Il est à l’origine de la reprise de SITL, le 18 juin 2014, par le groupe américain Cenntro Motors. Huit mois plus tard, la confiance de Didier Verriest demeure mais se lézarde. Il avoue lui même que reprendre immédiatement 400 salariés « était une folie ». L'inquiétude et les désillusions enflent, et menacent davantage que le seul avenir d'une partie des emplois.
Didier Verriest, directeur de Cenntro Motors France reconnait une « situation plus difficile que prévue »

Le « patron » de Cenntro Motors France partage avec son prédécesseur Pierre Millet une même affabilité et, sur la foi de certaines confessions, inspire une confiance similaire. Didier Verriest, de nationalité américaine, est un professionnel reconnu de l'automobile et à ce titre fut décisif pour crédibiliser le projet de reprise de Cenntro. N'a-t-il pas exercé l'essentiel de sa carrière chez Renault Nissan, aux Etats-Unis puis en Asie, avant de retrouver Louis Schweitzer chez Volvo et d'intégrer en 2011 une « petite start up », Cenntro Motors Group, fondée par Peter Wang, un Sino-Américain ancien collaborateur de Bill Gates et qui a fait fortune dans le secteur des télécommunications ?

Une situation plus difficile que prévue

Né de mère française et donc parfaitement bilingue, Didier Verriest égrène une situation qui dissone gravement de la confiance que témoignent les pouvoirs publics, le préfet Jean-François Carenco en tête.

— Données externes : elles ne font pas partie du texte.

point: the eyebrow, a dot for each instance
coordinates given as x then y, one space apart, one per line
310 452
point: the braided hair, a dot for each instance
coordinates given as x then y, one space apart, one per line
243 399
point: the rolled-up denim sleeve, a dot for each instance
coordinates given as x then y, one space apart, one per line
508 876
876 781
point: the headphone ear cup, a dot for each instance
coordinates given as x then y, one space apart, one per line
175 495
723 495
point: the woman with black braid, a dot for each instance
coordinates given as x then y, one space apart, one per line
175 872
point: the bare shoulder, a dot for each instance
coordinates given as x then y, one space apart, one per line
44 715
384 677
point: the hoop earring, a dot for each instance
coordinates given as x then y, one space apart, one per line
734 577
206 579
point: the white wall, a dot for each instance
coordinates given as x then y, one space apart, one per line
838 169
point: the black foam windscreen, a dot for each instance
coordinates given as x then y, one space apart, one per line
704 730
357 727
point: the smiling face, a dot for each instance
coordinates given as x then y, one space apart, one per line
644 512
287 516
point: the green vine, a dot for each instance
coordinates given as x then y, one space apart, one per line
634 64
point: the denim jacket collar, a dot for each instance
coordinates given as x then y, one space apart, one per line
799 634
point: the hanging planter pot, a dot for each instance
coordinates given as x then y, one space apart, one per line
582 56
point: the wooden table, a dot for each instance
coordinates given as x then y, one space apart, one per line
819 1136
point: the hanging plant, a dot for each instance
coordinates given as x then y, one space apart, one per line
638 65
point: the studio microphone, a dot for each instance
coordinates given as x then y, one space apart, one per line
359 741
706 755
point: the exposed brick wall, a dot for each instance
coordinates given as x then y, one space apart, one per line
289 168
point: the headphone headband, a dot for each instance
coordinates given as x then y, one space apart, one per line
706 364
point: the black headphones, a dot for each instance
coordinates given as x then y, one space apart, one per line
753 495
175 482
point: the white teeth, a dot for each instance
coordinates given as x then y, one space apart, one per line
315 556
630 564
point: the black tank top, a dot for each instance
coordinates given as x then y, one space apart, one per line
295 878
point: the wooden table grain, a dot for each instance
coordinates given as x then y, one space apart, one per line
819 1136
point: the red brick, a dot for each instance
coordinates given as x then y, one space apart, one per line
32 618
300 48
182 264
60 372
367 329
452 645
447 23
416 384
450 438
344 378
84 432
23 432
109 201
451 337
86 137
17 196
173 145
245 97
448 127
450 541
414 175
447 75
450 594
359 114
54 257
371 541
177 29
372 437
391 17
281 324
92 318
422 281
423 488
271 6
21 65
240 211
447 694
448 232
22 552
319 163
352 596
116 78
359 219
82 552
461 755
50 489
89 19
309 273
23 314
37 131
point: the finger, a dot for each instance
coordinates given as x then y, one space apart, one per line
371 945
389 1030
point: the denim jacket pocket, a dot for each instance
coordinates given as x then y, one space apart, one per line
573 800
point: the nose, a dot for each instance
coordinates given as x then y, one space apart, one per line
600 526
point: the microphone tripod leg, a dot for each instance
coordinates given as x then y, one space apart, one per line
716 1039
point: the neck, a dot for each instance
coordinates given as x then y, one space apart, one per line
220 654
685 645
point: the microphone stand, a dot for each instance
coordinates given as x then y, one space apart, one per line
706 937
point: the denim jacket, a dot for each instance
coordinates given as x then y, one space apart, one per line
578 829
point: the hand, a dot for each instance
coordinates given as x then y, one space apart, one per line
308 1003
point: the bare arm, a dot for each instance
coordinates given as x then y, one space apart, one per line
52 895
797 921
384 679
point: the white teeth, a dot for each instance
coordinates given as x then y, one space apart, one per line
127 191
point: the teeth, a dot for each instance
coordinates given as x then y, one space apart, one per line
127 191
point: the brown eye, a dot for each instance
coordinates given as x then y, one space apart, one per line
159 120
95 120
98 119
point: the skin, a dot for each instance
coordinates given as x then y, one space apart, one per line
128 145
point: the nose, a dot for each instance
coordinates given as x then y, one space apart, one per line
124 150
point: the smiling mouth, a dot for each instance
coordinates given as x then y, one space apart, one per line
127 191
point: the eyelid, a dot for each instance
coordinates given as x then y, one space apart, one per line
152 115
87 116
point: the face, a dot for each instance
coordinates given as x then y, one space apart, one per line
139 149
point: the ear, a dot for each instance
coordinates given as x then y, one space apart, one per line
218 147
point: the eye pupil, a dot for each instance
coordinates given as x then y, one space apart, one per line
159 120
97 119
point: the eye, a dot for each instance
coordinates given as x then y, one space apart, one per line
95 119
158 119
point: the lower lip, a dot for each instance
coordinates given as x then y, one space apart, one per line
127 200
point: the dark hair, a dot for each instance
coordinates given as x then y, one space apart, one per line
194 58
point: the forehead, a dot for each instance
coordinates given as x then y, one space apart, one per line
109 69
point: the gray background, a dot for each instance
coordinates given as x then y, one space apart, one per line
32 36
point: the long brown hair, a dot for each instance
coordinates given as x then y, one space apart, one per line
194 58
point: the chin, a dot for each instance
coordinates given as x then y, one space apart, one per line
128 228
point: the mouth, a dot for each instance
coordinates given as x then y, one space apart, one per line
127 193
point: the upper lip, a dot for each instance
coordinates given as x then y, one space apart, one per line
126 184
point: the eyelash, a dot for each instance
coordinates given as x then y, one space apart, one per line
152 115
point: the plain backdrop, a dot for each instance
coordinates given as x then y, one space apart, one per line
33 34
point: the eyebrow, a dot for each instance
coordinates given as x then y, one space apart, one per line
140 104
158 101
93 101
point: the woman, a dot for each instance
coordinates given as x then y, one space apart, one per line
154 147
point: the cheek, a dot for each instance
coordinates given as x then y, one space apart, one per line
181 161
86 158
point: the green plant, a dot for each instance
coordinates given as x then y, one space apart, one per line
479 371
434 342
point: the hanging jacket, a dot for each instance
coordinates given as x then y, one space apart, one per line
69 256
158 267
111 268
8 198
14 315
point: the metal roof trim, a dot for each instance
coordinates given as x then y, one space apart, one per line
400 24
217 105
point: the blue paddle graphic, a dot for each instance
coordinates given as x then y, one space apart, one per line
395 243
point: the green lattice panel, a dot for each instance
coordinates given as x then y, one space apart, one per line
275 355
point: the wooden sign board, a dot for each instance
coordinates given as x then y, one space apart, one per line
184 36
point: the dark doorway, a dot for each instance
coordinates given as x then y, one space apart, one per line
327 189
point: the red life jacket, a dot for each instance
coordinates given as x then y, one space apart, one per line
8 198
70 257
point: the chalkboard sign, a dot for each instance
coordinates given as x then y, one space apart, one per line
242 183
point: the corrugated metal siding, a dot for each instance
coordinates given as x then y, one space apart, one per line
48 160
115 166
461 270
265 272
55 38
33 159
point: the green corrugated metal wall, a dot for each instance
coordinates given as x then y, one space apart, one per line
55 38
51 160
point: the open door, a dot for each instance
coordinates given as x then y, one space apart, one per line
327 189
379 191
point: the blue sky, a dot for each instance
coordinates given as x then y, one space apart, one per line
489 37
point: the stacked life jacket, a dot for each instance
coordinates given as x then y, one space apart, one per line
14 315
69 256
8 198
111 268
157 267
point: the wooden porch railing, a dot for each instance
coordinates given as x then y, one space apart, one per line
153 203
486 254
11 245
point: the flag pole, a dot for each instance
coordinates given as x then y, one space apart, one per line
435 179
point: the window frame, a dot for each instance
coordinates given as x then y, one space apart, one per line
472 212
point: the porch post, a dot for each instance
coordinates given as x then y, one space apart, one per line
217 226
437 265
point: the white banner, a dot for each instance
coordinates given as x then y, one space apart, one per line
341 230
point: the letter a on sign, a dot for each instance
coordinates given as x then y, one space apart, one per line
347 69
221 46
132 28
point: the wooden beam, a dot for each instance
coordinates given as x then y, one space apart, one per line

Poussé dans ses retranchements, il concède qu'après six mois d'exercice « la situation est plus difficile que prévue », avoue que reprendre immédiatement 400 salariés « était une folie », reconnait que l'hypothèse d'annoncer un plan social « d'ici 3 à 6 mois » est plausible, décidera avec son employeur « au seuil de l'été 2015 si nous poursuivons notre engagement »... D'inédites et spectaculaires déclarations destinées à exercer quelques pressions bienvenues ou à prévenir publiquement d'une décision peut-être déjà actée au siège social basé au Nevada ?

La CGT radicale

Tout aussi inquiétant, s'il tient à saluer « la bonne volonté » de l'essentiel d'un corps social « formaté » pendant un demi-siècle et, selon le délégué CFE-CGC François B., « dont l'âge et l'ancienneté moyens frôlent respectivement les 50 et 25 ans », Didier Verriest accuse de substantiels retards dans la réorganisation de la production - « le déménagement des chaînes de montage aurait du s'effectuer en 6 semaines ; 6 mois plus tard le processus n'est pas achevé ».

Il fait aussi face à « d'importantes résistances au changement », et découvre « avec effarement » les singularités sociales d'un site historiquement théâtre de hautes luttes syndicales et dominé par une CGT jugée si radicale et si doctrinaire qu'elle n'a pas hésité à s'attacher les services du très dogmatique « avocat rouge » Fiodor Rilov ni à arracher la réprobation dans la bouche de quelque vice-président de la Région Rhône-Alpes partageant pourtant le même groupe sanguin, ni enfin à provoquer l'ire de Jean-François Carenco - « comment peut-on oser réclamer le versement d'un 13e mois quand les salaires sont pris en charge par l'Etat dans leur quasi intégralité ? »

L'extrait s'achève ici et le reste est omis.